In the pod log I see that it was going to join the cluster:

Will join an existing Kubernetes cluster with discovery node at vernemq-development-1.vernemq-development-headless.vernemq-development.svc.cluster.local
config is OK

It is strange... I upgraded Vernemq to the latest version (1.12.3) using helm chart 1.6.12 and my cluster is showing 2 nodes... But clients can't connect... So I downgraded it again to v.1.11.0 (helm chart 1.6.6) and now everything is fine - there are 2 nodes in the cluster and the clients can connect. Have no idea what happened here...

Another workaround guys. I left only 1 running node in the cluster and for another one, I deleted persistent volume (by deleting persistent volume claim for that node) and then started node 2 again. It successfully connected to the cluster and synced all the data. Now the cluster is up and running correctly with 2 nodes as desired. So, it looks like the issue was because nodes were not able to sync data.

If I'm reading this right, the default PV mode is ReadWriteOnce which means it can only be mounted on a single node, if the broker pods are scheduled on different nodes then they both won't be able to access the volume...

I am currently running to this issue using 1.13.0 in EKS. Spinning up a cluster with more than one replicas prints out a message in each one indicating that they will join the cluster, but the vmq-admin cluster show only shows themselves - is there a workaround or fix?

Oddly enough, if I exec into the pod, extract the discovery node IP from the end of the vm.args file and run the command vmq-admin cluster join discovery-node=<NodeIP> manually, it does successfully join.

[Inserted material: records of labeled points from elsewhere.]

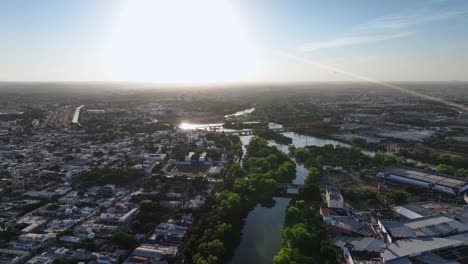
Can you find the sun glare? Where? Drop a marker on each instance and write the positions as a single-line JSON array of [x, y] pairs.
[[180, 41]]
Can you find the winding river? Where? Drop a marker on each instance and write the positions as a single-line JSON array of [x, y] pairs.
[[261, 235]]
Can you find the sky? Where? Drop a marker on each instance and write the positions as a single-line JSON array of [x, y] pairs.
[[217, 41]]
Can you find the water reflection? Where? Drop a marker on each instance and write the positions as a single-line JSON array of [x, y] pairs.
[[261, 235]]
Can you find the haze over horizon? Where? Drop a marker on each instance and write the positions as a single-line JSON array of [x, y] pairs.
[[222, 41]]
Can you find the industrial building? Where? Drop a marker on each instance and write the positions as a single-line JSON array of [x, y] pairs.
[[439, 182]]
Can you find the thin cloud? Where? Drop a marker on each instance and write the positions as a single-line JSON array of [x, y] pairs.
[[381, 29], [351, 40], [405, 21]]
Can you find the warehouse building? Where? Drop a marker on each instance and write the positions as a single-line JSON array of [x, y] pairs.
[[442, 183]]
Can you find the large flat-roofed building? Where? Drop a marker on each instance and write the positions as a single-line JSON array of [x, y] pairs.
[[439, 182]]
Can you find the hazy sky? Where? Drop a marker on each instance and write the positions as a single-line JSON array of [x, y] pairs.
[[208, 41]]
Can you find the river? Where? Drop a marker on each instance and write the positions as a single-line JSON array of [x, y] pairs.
[[261, 235]]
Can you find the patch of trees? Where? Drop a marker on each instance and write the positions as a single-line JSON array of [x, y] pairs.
[[108, 175], [346, 157], [269, 134], [225, 141], [305, 236], [450, 145]]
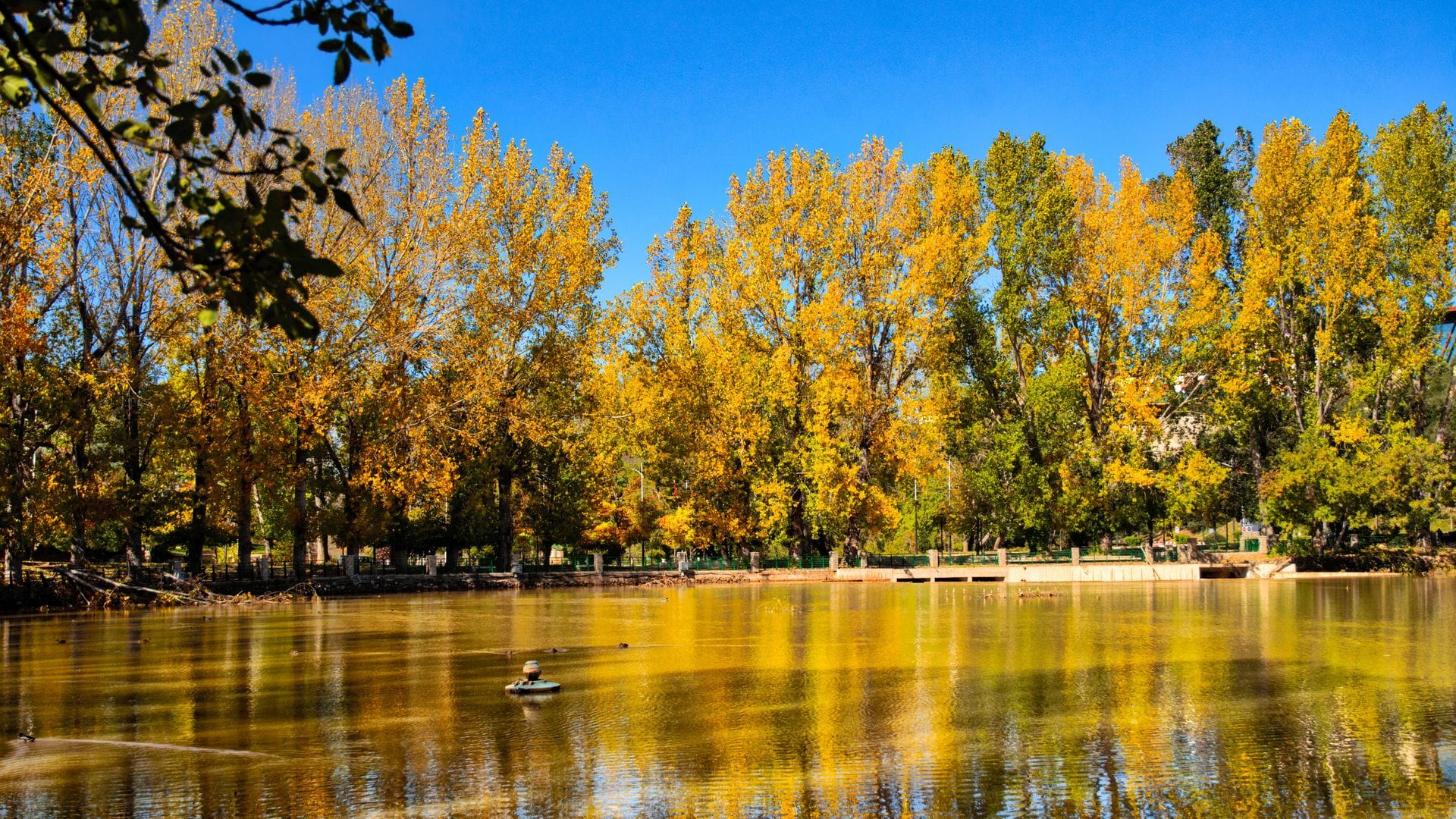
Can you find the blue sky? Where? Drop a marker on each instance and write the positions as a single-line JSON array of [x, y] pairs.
[[666, 101]]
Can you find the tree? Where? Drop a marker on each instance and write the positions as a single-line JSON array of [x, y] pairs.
[[67, 55], [532, 242]]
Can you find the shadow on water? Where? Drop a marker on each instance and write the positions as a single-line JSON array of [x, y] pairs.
[[817, 700]]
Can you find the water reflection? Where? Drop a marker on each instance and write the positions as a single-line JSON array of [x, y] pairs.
[[1220, 698]]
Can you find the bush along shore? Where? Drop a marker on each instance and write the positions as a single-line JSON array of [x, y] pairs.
[[44, 588]]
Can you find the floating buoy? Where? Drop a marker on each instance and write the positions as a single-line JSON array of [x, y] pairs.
[[532, 684]]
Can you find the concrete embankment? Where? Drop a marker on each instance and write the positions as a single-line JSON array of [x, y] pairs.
[[55, 595]]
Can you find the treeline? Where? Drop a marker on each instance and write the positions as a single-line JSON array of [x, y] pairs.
[[856, 354]]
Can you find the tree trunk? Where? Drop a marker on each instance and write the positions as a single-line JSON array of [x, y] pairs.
[[197, 529], [506, 534], [80, 475], [300, 504], [201, 479], [245, 487], [134, 493]]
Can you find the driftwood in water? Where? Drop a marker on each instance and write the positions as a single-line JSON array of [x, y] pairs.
[[190, 592]]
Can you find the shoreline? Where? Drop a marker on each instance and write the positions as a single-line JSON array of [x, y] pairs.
[[57, 598]]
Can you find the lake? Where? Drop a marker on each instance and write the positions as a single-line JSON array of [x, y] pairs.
[[1223, 698]]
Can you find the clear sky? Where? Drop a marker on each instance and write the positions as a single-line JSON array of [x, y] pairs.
[[664, 101]]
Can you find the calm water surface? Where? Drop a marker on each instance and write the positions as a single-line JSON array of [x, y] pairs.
[[1215, 698]]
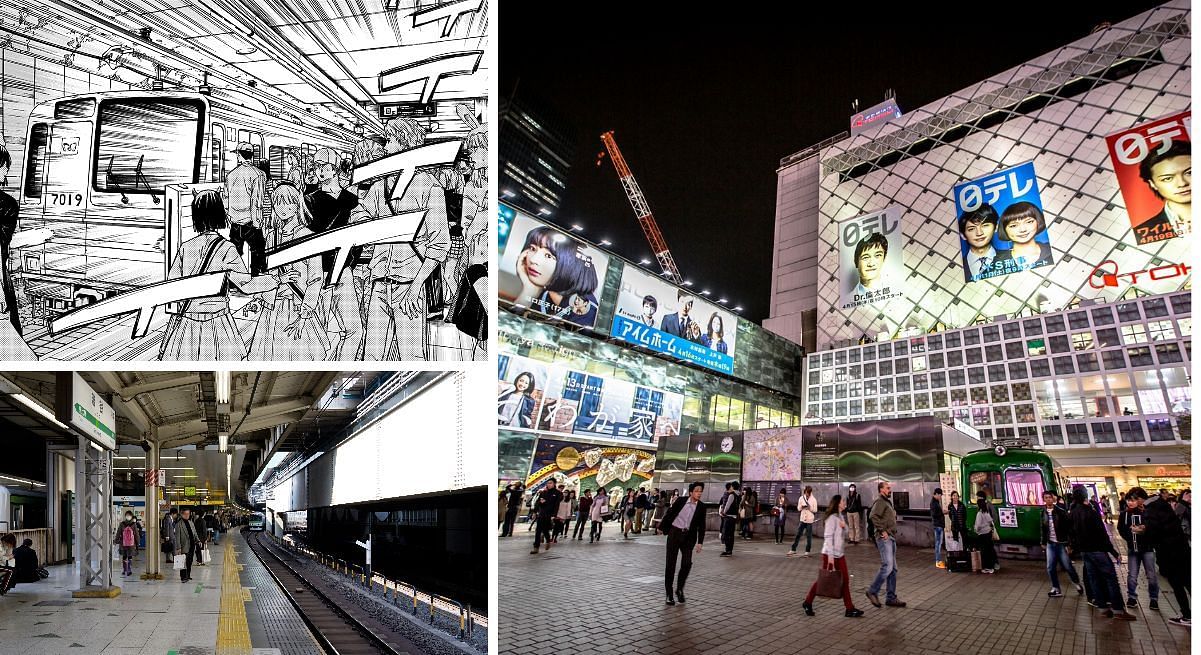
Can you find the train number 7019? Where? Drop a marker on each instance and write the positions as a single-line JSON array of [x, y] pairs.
[[66, 200]]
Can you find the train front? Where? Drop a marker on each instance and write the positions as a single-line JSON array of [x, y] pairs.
[[93, 220]]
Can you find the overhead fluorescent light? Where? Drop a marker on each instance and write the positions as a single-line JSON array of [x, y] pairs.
[[222, 383], [37, 408]]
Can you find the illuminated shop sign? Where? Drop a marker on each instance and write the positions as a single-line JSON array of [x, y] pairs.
[[878, 114], [1106, 274], [1153, 164]]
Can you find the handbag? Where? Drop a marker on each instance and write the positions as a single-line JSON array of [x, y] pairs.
[[829, 583]]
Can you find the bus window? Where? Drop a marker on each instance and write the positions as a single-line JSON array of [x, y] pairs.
[[35, 159], [216, 160], [1025, 487], [145, 144], [984, 481]]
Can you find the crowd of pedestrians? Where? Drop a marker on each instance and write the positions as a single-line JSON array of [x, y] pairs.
[[1155, 530]]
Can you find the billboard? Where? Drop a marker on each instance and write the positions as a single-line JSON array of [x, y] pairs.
[[871, 258], [1001, 222], [577, 465], [557, 399], [879, 114], [548, 271], [667, 319], [1153, 164]]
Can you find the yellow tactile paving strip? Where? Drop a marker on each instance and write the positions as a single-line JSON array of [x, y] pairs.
[[233, 632]]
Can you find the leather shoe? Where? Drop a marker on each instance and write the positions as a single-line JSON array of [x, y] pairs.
[[874, 599]]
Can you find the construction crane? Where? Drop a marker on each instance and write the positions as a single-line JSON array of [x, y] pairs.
[[641, 209]]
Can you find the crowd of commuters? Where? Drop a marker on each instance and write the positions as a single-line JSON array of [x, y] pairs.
[[1155, 530]]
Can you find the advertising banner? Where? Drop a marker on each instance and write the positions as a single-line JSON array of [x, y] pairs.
[[553, 398], [1153, 164], [1001, 222], [667, 319], [871, 260], [548, 271], [577, 465]]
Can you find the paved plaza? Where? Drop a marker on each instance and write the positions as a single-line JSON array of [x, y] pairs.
[[608, 599]]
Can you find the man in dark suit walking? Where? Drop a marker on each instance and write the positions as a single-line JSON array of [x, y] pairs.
[[685, 522]]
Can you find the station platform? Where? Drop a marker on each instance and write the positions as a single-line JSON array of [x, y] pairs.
[[231, 606], [609, 597]]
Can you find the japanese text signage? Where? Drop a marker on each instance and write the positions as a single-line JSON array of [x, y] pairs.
[[871, 258], [1153, 164], [1001, 224]]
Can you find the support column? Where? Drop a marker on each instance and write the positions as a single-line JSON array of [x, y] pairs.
[[94, 525], [153, 520]]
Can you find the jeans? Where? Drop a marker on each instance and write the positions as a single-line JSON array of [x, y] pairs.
[[888, 548], [728, 533], [1057, 558], [509, 519], [804, 528], [1105, 581], [1147, 560]]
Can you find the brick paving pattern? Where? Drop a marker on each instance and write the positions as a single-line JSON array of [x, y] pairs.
[[608, 599]]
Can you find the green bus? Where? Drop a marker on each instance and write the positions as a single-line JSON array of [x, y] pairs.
[[1014, 481]]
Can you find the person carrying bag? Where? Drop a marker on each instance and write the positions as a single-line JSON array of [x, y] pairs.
[[834, 579]]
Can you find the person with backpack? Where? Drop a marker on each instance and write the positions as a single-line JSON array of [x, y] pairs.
[[126, 539], [167, 533], [807, 505]]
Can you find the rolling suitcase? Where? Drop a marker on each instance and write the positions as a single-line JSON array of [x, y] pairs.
[[958, 561]]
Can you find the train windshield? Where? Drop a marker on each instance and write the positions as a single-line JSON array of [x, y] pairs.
[[1023, 487], [144, 144]]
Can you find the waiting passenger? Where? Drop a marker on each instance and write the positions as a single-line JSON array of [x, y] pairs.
[[25, 563], [203, 331], [291, 325], [245, 190], [329, 207], [986, 533]]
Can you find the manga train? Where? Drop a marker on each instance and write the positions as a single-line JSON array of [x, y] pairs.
[[1014, 480], [95, 216]]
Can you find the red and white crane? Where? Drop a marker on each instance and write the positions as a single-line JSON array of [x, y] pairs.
[[641, 209]]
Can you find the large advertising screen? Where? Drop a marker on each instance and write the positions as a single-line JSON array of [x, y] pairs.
[[1153, 164], [557, 399], [871, 258], [667, 319], [548, 271], [1001, 222]]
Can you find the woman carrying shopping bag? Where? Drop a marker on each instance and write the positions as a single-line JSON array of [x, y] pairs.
[[834, 579]]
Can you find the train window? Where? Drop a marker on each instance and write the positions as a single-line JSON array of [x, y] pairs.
[[144, 144], [984, 481], [1023, 487], [81, 107], [216, 148], [35, 160]]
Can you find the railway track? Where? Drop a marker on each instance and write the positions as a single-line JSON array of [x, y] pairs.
[[335, 629]]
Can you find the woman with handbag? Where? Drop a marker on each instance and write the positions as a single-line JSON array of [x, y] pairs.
[[834, 579], [986, 533], [780, 514]]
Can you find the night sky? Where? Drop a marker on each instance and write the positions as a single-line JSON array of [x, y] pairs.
[[705, 105]]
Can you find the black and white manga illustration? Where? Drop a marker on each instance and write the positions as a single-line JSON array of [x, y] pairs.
[[244, 179]]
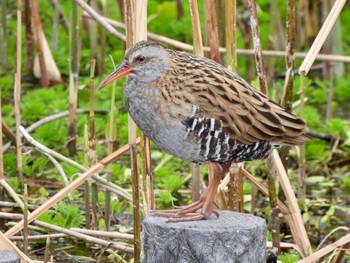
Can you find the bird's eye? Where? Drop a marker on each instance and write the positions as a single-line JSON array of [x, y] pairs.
[[141, 58]]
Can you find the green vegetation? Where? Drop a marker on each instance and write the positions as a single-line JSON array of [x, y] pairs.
[[327, 161]]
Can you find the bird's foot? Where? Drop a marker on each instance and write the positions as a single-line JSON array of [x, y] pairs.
[[194, 212]]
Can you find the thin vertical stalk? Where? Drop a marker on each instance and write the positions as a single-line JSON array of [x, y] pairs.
[[288, 92], [25, 220], [197, 35], [247, 43], [260, 66], [198, 44], [17, 90], [212, 30], [3, 36], [111, 136], [302, 156], [93, 32], [44, 78], [231, 45], [136, 30], [87, 183], [47, 249], [62, 17], [92, 139], [56, 21], [236, 181], [321, 36], [2, 176], [103, 43], [29, 37], [73, 78]]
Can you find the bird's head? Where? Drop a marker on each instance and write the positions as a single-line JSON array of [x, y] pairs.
[[144, 61]]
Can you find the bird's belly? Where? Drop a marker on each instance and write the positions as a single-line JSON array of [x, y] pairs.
[[168, 133], [171, 135]]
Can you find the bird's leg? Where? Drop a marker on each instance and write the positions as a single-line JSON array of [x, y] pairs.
[[202, 208]]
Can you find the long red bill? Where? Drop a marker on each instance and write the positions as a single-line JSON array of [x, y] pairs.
[[121, 71]]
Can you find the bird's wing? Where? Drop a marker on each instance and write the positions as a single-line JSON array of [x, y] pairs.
[[246, 114]]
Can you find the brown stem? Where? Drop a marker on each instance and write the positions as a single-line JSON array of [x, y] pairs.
[[44, 78], [212, 30]]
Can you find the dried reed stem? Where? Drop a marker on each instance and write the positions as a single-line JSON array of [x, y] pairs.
[[197, 35], [74, 40], [290, 25], [198, 49], [231, 45], [99, 18], [3, 36], [63, 18], [29, 37], [2, 176], [247, 52], [25, 220], [212, 30], [17, 90], [136, 30], [321, 36], [67, 189], [260, 66], [44, 77], [300, 237]]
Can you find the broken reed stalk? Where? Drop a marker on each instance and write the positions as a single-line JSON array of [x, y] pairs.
[[55, 24], [44, 77], [300, 235], [92, 137], [198, 49], [321, 36], [236, 181], [87, 183], [72, 186], [136, 30], [62, 16], [93, 31], [2, 175], [3, 36], [74, 40], [103, 43], [302, 155], [212, 30], [17, 91], [25, 220], [29, 37], [99, 18], [287, 100], [92, 149], [231, 44], [111, 136], [147, 175], [197, 35], [260, 66], [47, 249]]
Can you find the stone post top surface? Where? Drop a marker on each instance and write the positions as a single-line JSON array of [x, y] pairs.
[[227, 220]]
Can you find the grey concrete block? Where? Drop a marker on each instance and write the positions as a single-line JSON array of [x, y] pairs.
[[232, 238]]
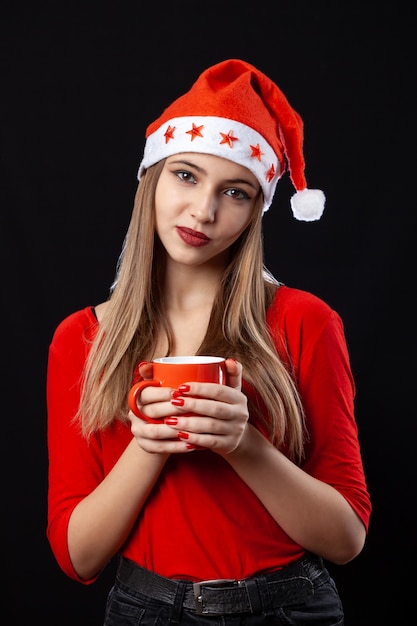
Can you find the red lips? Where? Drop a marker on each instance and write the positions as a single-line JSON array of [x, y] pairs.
[[192, 237]]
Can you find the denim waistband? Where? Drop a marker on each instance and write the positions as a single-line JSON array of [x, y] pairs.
[[293, 584]]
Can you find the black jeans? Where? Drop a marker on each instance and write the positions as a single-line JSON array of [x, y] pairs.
[[302, 593]]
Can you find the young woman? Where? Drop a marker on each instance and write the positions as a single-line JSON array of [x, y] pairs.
[[230, 513]]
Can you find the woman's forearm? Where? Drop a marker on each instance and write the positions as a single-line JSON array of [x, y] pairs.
[[102, 521]]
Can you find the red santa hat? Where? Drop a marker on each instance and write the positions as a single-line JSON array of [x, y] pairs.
[[236, 112]]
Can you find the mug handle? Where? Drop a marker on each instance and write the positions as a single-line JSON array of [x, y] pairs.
[[132, 398]]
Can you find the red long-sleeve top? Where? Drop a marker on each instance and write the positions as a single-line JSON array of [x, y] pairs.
[[201, 521]]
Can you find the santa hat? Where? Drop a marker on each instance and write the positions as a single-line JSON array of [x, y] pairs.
[[236, 112]]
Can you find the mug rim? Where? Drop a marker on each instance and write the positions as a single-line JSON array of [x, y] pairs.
[[189, 360]]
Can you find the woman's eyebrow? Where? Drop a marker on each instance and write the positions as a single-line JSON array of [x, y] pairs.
[[231, 181]]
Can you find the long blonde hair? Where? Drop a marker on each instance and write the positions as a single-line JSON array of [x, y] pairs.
[[134, 318]]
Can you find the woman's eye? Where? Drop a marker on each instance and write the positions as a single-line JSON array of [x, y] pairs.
[[238, 194], [185, 176]]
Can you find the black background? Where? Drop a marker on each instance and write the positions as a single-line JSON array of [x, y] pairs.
[[79, 84]]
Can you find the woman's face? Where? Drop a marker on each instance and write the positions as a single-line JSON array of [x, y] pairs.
[[202, 205]]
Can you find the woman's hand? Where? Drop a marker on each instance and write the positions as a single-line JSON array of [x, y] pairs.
[[218, 421]]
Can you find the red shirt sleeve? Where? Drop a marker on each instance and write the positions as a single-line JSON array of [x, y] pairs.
[[68, 451], [312, 334]]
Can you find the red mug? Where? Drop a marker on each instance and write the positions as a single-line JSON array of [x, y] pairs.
[[173, 371]]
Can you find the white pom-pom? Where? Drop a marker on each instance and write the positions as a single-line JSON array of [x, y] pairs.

I have a feeling there is a race condition or something going on?

@mgagliardo91 hm, thanks. I don't see why this happens. Either this is a connectivity issue, with the point against it that it works with a manual cluster join. Or there's no join issued at all.
You use the helm charts, right? and what is the exact log line?

👉 Thank you for supporting VerneMQ: https://github.com/sponsors/vernemq
👉 Using the binary VerneMQ packages commercially (.deb/.rpm/Docker) requires a paid subscription.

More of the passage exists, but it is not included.